Custom Kernels

Bottom line up front

We use custom kernels in hippynn to accelerate the HIP-NN neural network message passing. On the GPU, the best implementation to select is triton, followed by cupy, followed by numba. On the CPU, only numba is available. In general, these custom kernels are very useful, and the only reasons for them to be off is if are if the packages are not available for installation in your environment or if diagnosing whether or not a bug could be related to potential misconfiguration of these additional packages. triton comes with recent versions of pytorch, so optimistically you may already be configured to use the custom kernels.

Detailed Explanation

Analogs of convolutional layers that apply to continously variable points in space, such as the HIP-NN interaction layer, can be awkward to write in pure-pytorch.

The custom_kernels subpackage implements some more efficient kernels for both the forward and backward pass of the sum over neighbors. This is implemented, more or less, as a CSR-type sparse sum over the set of pairs of atoms, which, depending on the kernel, utilizes some mixture of inner products and outer products on the remaining “feature” and “sensitivity” axes. This behavior can be switched off (and is off by default if the dependencies are not installed) to revert to a pure pytorch implementation.

The custom kernels provide much better memory footprint than the pure pytorch implementation, and a very good amount of speedup on those core operations. The memory footprint of the pytorch implementation is approximately:

\[O(N_\mathrm{pairs}N_\mathrm{sensitivities}N_\mathrm{features}),\]

whereas the memory footprint of the custom kernels is approximately

\[O(N_\mathrm{pairs}N_\mathrm{sensitivities} + N_\mathrm{atoms}N_\mathrm{features}N_\mathrm{sensitivities}).\]

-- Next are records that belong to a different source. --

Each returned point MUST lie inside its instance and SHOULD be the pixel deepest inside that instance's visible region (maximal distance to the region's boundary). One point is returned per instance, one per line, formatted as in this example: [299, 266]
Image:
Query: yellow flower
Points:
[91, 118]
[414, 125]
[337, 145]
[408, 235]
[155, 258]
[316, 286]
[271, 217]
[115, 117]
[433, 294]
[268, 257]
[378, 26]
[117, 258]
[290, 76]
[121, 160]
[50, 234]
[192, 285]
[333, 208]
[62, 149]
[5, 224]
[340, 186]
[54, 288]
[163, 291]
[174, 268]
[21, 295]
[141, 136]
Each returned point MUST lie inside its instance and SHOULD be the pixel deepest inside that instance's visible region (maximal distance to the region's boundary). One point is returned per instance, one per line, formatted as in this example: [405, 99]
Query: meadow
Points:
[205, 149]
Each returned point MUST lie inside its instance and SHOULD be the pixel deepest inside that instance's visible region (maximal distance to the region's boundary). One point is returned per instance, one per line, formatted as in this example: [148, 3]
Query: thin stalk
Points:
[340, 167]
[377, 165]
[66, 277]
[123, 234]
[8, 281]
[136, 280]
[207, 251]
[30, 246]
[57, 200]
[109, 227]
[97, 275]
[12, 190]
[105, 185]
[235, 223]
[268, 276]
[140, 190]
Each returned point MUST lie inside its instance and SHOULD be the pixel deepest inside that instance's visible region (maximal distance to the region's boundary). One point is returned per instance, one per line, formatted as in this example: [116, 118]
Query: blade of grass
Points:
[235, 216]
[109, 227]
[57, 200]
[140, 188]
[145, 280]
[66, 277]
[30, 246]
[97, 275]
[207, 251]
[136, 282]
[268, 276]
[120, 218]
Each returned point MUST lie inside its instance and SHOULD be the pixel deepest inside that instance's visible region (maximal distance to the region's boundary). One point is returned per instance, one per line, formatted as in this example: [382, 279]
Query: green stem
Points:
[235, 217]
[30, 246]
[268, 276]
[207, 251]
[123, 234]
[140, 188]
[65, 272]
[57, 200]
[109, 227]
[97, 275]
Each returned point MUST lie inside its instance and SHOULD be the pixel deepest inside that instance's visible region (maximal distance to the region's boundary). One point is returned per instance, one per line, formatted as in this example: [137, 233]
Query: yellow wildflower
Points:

The custom kernels are implemented using triton, cupy and/or numba, depending on what is installed in your python environment. However, there are certain overheads in using them. In particular, if you are using a GPU and your batch size is small, the pytorch implementations may actually be faster, because they launch more quickly. This is especially true if you use a shallow HIP-NN type model (one interaction layer) with with a small number of elements, because the memory waste in a pure pytorch implementation is proportional to the number of input features. Nonetheless for most practical purposes, keeping custom kernels on at all times is computationally recommended. If you are using a CPU, the custom kernels are provided only using numba, but they do not come with any large overheads, and so provide computatonal benefits at all times. The only reason to turn custom kernels off, in general, is to diagnose whether there are issues with how they are being deployed; if numba or cupy is not correctly installed, then we have found that sometimes the kernels may silently fail.

The three custom kernels correspond to the interaction sum in hip-nn:

\[ \begin{align}\begin{aligned}a'_{i,a} = \sum_{\nu,b} V^\nu_{a,b} e^{\nu}_{i,b}\\e^{\nu}_{i,a} = \sum_p s^\nu_{p} z_{p_j,a}\end{aligned}\end{align} \]

Where \(a\) is the pre-activation for an interaction layer using input features \(z\).

For envsum, sensesum, featsum:

\[ \begin{align}\begin{aligned}e^{\nu}_{i,a} = \sum_p s^\nu_{p} z_{p_j,a}\\s_{p,\nu} = \sum_{a} e^{\nu}_{p_i,a} z_{p_j,a}\\f_{j,a} = \sum_{\nu,i} e_{p_i,\nu,a} s_{p_i,a}\end{aligned}\end{align} \]

These three functions form a closed system under automatic differentiation, and are linked to each other in pytorch’s autograd, thereby supporting custom kernels in backwards passes and in double-backwards passes associated with Force training or similar features.

Custom kernels can be set ahead of time using Library Settings and dynamically using set_custom_kernels().